Smitten by David Gordon. A lone mitten meets a stray sock and together they set off on many adventures, from the fun of swimming at the laundromat to the terror of the subway tracks. They discover that they are the perfect pair and definitely smitten. This is also a great gift for any age.
One True Bear by Ted Dewan. I discovered this title courtesy of Stan Steiner at Boise State University. In his words, "Surviving a little boy named Damian had been impossible until the right bear with the 'right stuffing' volunteered for service." Just a wonderful story about the friendship of a loving toy.
Love, Splat by Rob Scotton. Splat is a cat who really wants to give Kitten a very special valentine, but he just can't seem to make it happen. Rob Scotton's illustrations tell so much more than the words, you can't help but laugh your way through this picture book.
I Love You Book by Todd Parr. Perfect for pre-schoolers, this book shares the many ways that we can say "I love you." The pictures are clean and clear, and the text is simple and complete.

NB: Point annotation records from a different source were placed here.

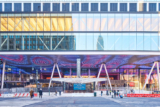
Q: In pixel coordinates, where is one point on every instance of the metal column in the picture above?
(158, 76)
(107, 76)
(149, 75)
(3, 72)
(51, 76)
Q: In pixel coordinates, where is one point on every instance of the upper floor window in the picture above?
(104, 6)
(133, 7)
(94, 6)
(56, 7)
(123, 7)
(36, 7)
(46, 7)
(65, 7)
(17, 7)
(27, 7)
(75, 6)
(8, 7)
(113, 6)
(142, 7)
(84, 7)
(152, 7)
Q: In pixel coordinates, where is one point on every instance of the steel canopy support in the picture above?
(107, 76)
(51, 76)
(149, 75)
(158, 76)
(55, 65)
(3, 72)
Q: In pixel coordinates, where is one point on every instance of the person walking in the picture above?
(59, 93)
(31, 94)
(115, 93)
(40, 93)
(101, 93)
(56, 92)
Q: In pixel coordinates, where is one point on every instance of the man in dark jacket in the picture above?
(40, 93)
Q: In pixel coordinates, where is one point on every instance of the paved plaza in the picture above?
(80, 102)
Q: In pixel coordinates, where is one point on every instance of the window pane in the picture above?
(113, 6)
(133, 7)
(133, 22)
(118, 22)
(40, 22)
(104, 22)
(96, 21)
(140, 41)
(154, 25)
(139, 22)
(83, 22)
(154, 42)
(46, 7)
(36, 7)
(84, 7)
(8, 7)
(75, 6)
(65, 7)
(111, 21)
(147, 22)
(56, 7)
(104, 6)
(123, 7)
(54, 22)
(94, 6)
(27, 7)
(132, 43)
(60, 22)
(89, 22)
(125, 22)
(11, 23)
(152, 7)
(4, 22)
(17, 7)
(47, 22)
(147, 41)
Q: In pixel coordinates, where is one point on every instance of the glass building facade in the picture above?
(82, 26)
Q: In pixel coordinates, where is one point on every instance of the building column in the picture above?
(3, 73)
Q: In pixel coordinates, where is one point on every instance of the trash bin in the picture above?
(95, 94)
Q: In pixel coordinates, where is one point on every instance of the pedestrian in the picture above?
(115, 93)
(101, 93)
(56, 92)
(40, 93)
(59, 93)
(31, 94)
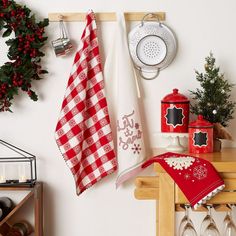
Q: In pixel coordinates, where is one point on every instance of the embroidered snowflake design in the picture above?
(179, 163)
(200, 172)
(136, 148)
(137, 125)
(187, 176)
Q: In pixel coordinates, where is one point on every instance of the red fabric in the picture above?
(83, 132)
(196, 177)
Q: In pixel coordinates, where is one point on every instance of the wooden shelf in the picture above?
(169, 197)
(37, 193)
(100, 16)
(17, 207)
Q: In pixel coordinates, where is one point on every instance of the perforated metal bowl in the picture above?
(152, 46)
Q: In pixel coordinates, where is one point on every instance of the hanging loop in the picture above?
(150, 15)
(63, 33)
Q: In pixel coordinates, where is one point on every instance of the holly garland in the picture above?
(24, 51)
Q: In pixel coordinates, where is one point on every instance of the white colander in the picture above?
(152, 46)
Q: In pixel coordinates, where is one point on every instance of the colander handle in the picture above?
(152, 15)
(148, 78)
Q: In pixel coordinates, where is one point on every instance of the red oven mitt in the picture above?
(196, 177)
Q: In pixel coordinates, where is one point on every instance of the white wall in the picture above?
(200, 26)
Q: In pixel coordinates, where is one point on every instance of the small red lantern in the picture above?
(200, 136)
(175, 113)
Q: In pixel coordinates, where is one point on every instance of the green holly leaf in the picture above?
(7, 33)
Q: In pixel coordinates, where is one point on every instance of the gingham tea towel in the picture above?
(122, 92)
(83, 132)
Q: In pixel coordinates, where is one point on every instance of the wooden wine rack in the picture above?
(170, 198)
(35, 192)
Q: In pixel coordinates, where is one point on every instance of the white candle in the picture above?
(21, 173)
(3, 174)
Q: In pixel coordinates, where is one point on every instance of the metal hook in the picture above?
(152, 15)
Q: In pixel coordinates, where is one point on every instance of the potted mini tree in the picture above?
(212, 100)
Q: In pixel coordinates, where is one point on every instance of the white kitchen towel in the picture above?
(122, 96)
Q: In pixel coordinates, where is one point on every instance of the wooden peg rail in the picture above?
(101, 16)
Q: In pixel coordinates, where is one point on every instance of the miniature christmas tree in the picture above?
(213, 98)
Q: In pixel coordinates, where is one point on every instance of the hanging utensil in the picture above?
(152, 46)
(62, 45)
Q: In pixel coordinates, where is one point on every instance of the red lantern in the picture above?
(174, 113)
(200, 136)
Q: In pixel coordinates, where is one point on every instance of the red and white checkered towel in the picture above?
(83, 132)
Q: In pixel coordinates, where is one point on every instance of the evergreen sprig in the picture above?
(24, 51)
(212, 100)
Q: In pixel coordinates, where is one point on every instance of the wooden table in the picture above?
(169, 197)
(35, 192)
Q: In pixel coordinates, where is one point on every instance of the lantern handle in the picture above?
(16, 149)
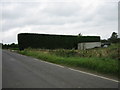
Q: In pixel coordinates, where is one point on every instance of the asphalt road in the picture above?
(25, 72)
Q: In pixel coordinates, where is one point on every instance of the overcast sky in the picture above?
(66, 17)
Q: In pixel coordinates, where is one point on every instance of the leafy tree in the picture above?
(113, 38)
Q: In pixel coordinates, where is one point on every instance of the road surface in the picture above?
(21, 71)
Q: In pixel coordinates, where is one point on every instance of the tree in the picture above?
(79, 34)
(113, 38)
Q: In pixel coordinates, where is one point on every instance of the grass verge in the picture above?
(101, 65)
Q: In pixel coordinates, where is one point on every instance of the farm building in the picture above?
(47, 41)
(88, 45)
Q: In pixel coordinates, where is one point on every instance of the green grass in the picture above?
(76, 58)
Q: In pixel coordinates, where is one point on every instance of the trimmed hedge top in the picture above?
(47, 41)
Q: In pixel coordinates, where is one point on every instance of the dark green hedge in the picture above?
(47, 41)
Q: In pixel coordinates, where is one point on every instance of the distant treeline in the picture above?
(46, 41)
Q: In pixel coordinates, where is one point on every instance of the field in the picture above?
(100, 60)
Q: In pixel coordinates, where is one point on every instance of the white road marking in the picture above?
(80, 71)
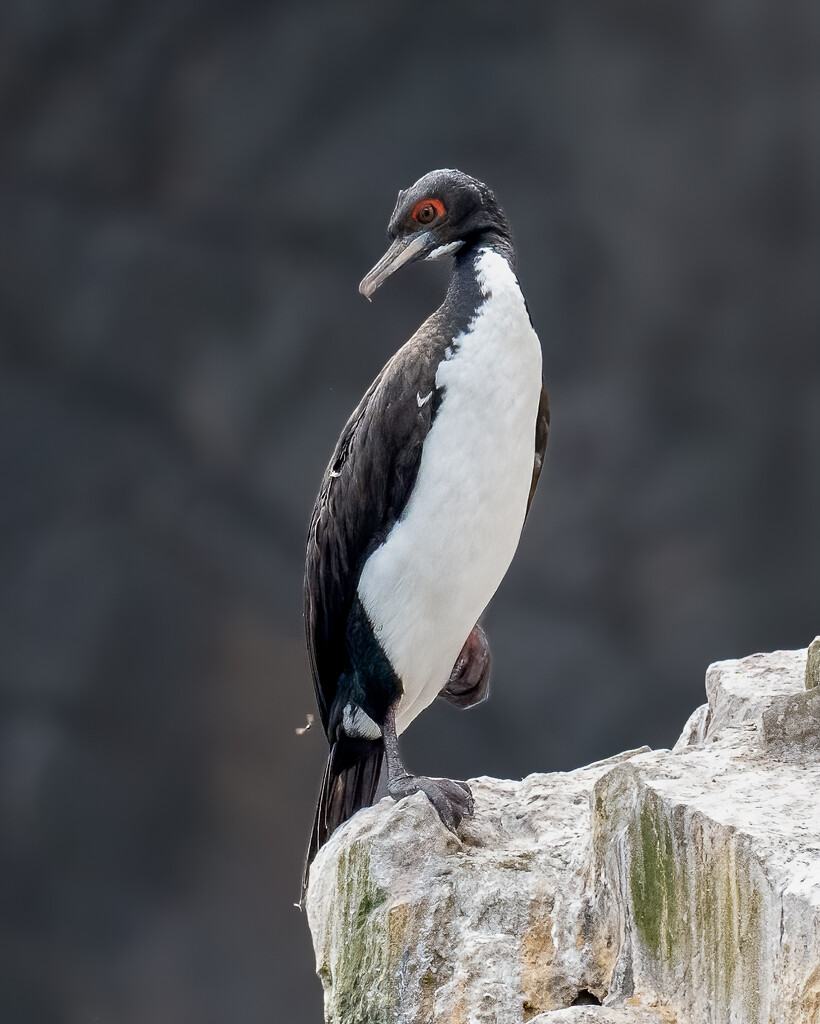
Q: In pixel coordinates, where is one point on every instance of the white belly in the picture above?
(426, 586)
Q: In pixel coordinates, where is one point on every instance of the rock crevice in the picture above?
(672, 886)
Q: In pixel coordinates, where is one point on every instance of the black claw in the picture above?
(452, 800)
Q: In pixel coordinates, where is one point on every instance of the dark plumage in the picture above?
(365, 492)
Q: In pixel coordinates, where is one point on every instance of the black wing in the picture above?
(542, 433)
(362, 494)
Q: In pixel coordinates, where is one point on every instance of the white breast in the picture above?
(426, 586)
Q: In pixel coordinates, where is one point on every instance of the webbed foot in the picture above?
(452, 800)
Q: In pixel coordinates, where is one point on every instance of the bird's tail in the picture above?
(351, 779)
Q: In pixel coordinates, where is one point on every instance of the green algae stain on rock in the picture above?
(360, 941)
(695, 905)
(657, 882)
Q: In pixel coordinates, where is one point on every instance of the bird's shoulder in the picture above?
(365, 486)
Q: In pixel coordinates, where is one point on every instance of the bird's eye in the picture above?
(427, 211)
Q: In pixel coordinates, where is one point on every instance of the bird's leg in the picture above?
(469, 682)
(450, 799)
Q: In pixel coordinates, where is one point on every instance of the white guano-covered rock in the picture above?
(674, 886)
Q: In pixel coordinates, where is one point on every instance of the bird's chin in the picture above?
(445, 250)
(401, 252)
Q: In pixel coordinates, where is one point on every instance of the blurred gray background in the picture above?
(189, 194)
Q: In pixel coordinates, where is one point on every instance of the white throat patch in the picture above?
(428, 583)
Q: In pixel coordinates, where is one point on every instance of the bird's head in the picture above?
(443, 211)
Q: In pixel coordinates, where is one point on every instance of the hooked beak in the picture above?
(400, 252)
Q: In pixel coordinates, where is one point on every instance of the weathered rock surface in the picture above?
(674, 886)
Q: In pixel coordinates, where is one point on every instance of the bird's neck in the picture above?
(467, 287)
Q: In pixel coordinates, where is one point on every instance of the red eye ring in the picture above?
(427, 210)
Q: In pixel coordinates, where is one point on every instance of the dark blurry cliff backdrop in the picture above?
(189, 194)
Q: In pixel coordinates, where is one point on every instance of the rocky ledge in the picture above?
(657, 886)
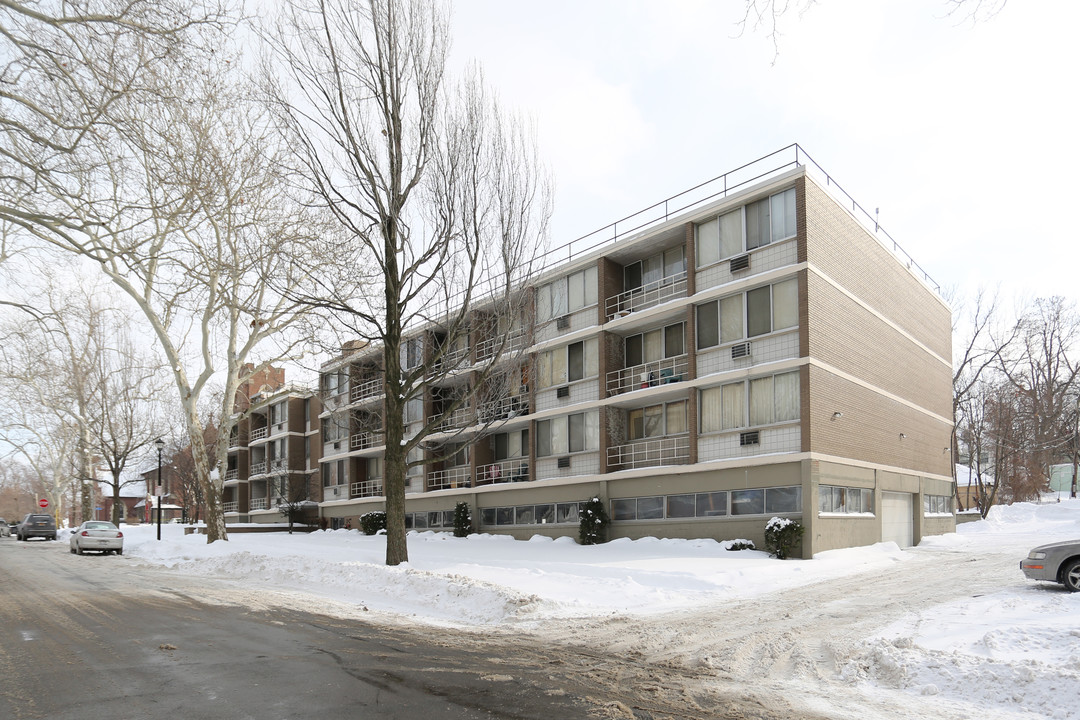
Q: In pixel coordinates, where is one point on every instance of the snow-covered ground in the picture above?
(950, 625)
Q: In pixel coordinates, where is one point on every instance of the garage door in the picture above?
(896, 518)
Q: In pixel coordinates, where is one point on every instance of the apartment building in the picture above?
(764, 350)
(273, 449)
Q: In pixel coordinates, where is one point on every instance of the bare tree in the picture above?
(1043, 372)
(439, 200)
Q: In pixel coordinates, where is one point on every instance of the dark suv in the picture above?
(37, 526)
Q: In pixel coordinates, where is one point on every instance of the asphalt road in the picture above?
(95, 637)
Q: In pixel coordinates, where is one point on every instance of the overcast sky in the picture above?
(963, 134)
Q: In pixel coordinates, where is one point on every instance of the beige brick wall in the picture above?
(849, 337)
(853, 258)
(871, 426)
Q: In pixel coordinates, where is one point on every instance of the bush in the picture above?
(462, 520)
(372, 522)
(781, 535)
(594, 522)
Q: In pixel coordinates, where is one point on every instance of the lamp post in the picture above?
(161, 444)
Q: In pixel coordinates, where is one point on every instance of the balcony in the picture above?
(511, 342)
(647, 296)
(508, 471)
(673, 450)
(367, 488)
(503, 408)
(366, 390)
(451, 477)
(365, 440)
(457, 420)
(649, 375)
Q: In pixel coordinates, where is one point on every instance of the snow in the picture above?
(996, 644)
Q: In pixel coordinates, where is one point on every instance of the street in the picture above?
(95, 637)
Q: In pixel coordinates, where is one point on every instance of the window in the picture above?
(566, 295)
(334, 473)
(768, 220)
(772, 398)
(936, 504)
(657, 420)
(659, 269)
(575, 362)
(833, 499)
(576, 433)
(335, 428)
(655, 345)
(768, 309)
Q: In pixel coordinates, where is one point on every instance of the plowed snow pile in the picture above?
(946, 629)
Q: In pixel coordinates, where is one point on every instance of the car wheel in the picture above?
(1070, 576)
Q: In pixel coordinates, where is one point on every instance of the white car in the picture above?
(97, 535)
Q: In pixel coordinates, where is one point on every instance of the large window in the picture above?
(575, 362)
(655, 345)
(767, 309)
(575, 433)
(657, 420)
(655, 269)
(751, 403)
(756, 225)
(833, 499)
(567, 295)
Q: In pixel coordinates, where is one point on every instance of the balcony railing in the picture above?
(367, 488)
(508, 471)
(648, 453)
(455, 360)
(511, 342)
(453, 477)
(649, 375)
(365, 440)
(366, 390)
(647, 296)
(503, 408)
(458, 419)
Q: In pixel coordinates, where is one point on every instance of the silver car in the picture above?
(1056, 562)
(97, 535)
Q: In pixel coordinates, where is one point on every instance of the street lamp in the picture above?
(161, 444)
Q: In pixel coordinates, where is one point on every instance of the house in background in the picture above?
(765, 351)
(273, 450)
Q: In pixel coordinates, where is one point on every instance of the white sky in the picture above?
(962, 134)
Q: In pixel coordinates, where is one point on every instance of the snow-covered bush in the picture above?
(781, 535)
(462, 520)
(594, 521)
(741, 545)
(372, 522)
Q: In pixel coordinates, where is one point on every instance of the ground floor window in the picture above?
(833, 499)
(936, 504)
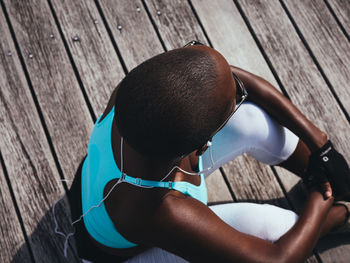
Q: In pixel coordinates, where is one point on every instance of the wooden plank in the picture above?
(93, 54)
(177, 26)
(245, 175)
(176, 22)
(136, 37)
(135, 22)
(294, 65)
(229, 35)
(218, 192)
(341, 9)
(327, 42)
(61, 101)
(30, 166)
(12, 244)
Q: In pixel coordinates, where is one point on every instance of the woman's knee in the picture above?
(261, 220)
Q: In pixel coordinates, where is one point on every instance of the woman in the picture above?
(142, 184)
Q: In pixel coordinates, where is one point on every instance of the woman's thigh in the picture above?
(250, 130)
(265, 221)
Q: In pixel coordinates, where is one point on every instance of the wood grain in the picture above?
(244, 174)
(341, 9)
(30, 166)
(12, 244)
(177, 26)
(93, 54)
(61, 101)
(176, 22)
(297, 73)
(327, 42)
(218, 192)
(137, 39)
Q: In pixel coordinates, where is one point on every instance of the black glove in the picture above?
(315, 175)
(331, 164)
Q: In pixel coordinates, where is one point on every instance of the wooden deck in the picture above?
(60, 60)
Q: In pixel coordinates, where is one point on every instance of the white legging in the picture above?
(250, 130)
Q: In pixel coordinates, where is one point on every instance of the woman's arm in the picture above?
(186, 227)
(278, 106)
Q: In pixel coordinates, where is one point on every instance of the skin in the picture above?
(149, 217)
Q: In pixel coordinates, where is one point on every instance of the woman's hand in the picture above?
(330, 166)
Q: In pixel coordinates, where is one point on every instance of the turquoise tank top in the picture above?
(99, 168)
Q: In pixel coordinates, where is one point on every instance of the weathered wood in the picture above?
(177, 26)
(93, 54)
(61, 101)
(135, 52)
(327, 42)
(12, 244)
(229, 35)
(341, 9)
(136, 37)
(297, 72)
(30, 166)
(218, 192)
(176, 22)
(245, 176)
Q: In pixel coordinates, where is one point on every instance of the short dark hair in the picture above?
(166, 106)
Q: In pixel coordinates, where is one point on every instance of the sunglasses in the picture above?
(241, 92)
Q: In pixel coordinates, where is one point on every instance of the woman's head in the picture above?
(171, 104)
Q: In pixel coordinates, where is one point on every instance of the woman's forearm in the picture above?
(298, 242)
(281, 109)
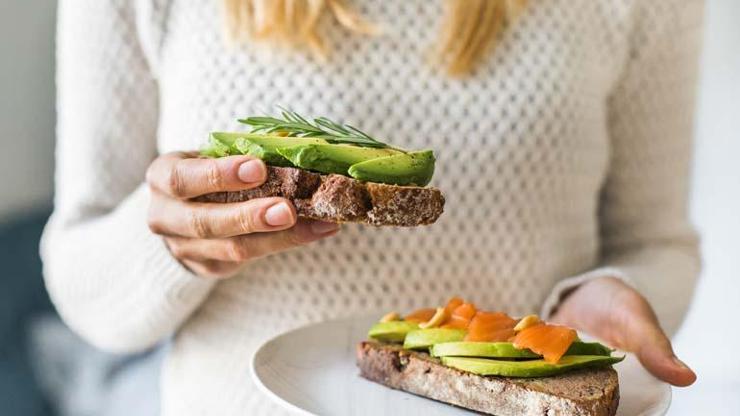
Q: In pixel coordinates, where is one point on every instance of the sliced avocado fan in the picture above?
(382, 165)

Snuggle Puppy by Sandra Boynton. This chunky board book is one of the best hugs for the smallest of children. There's something wonderful about curling up with your children and then getting to laugh with them. Boynton is a master of gentle childhood humor.
For 8- to 12-year-olds, I recommend Juliet Dove, Queen of Love by Bruce Coville. Juliet comes into possession of Helen of Troy's amulet, which makes her into a boy magnet and brings all of the trials that come with it. It's kind of like "The Lightning Thief" by Percy Jackson, because it's filled with characters from Greek mythology, but the wisecracking rats with Cupid arrows definitely take this story in new and fun directions.
Now, for teens, my No. 1 pick is The Lonely Hearts Club by Elizabeth Eulberg. My daughter introduced me to this book, and she has great taste. Penny has decided that teenage boys are worthless and starts the Lonely Hearts Club for girls who won't hang their self- esteem around boys who treat them badly. The boys take exception to this treatment and trouble brews. I really liked this book about trust and empowerment (and The Beatles lyrics quoted throughout the book didn't hurt).
An Abundance of Katherines by John Green. A math prodigy has been dumped by 19 Katherines in a row. Now he's on a road trip with his best friend on a quest to create the theorem of whether you're a dumper or a dumpee. Everyone on staff has enjoyed this title, and we think that you will, too.
Impossible by Nancy Werlin. This brilliant, modern fairy tale that's centered on three impossible tasks, a cunning opponent and the passion of love was a finalist for the National Book Award. One of the favorite reads from our On the Edge Book Club for Teens, this book will stay with you for years.